Question: What are some of the most common digital ulcer–associated complications that have been reported, and which patients are most vulnerable?
Dr. Denton: Infections requiring antibiotics, gangrene, and amputation were frequent complications across all of the major disease subsets. Patients positive for anti-scleroderma-70 were twice as likely to develop lung fibrosis compared with ACA-positive patients, and they were also more likely to have heart manifestations. Both lung fibrosis and heart disease are consistent with studies indicating more severe disease in patients positive for anti-scleroderma-70.
Question: Can the risk of the development of digital ulcers be minimized or prevented in SSc?
Dr. Denton: Treatment with the oral endothelin receptor antagonist bosentan appears to be effective in preventing new digital ulcers. Last year we reported results from the RAPIDS-2 randomized, double-blind, placebo-controlled trial (Ann. Rheum. Dis. 2011;70:32-8) showing that treatment with bosentan reduced the occurrence of new digital ulcers by 30% over 24 weeks compared with placebo in patients with at least one active digital ulcer at the time of enrollment. The effect was greater in patients who entered the trial with more digital ulcers.

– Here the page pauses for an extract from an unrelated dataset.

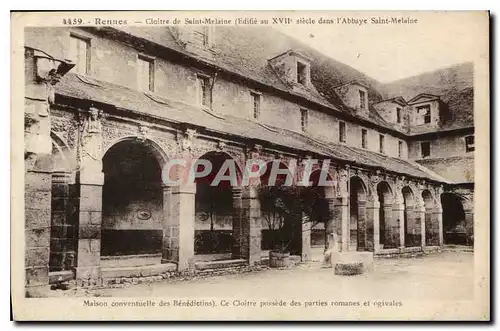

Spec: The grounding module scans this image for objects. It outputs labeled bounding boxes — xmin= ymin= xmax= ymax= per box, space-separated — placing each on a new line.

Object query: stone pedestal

Question: What is the optimal treatment of digital ulcers in this population?
Dr. Denton: There is still a great clinical need for a tolerable, effective therapeutic option for improving tissue integrity and viability and promoting ulcer healing, in addition to reducing the formation of new ulcers. Although bosentan has been approved [in Europe] for the prevention of new digital ulcers in patients with SSc and ongoing digital ulcer disease, our findings [from the RAPIDS-2 trial] suggest that the treatment has no effect on digital ulcer healing. Vasodilators may improve digital circulation, and small studies suggest that the prostanoids epoprostenol and iloprost may improve healing, but controlled data supporting their use is lacking. The DUO registry may provide data that informs clinical trials of targeted therapies.
Dr. Denton reported that he has financial relationships with
Actelion Pharmaceuticals, Aspreva, Biovitrum, Digna,
Encysive Pharmaceuticals, Genzyme, and Pfizer.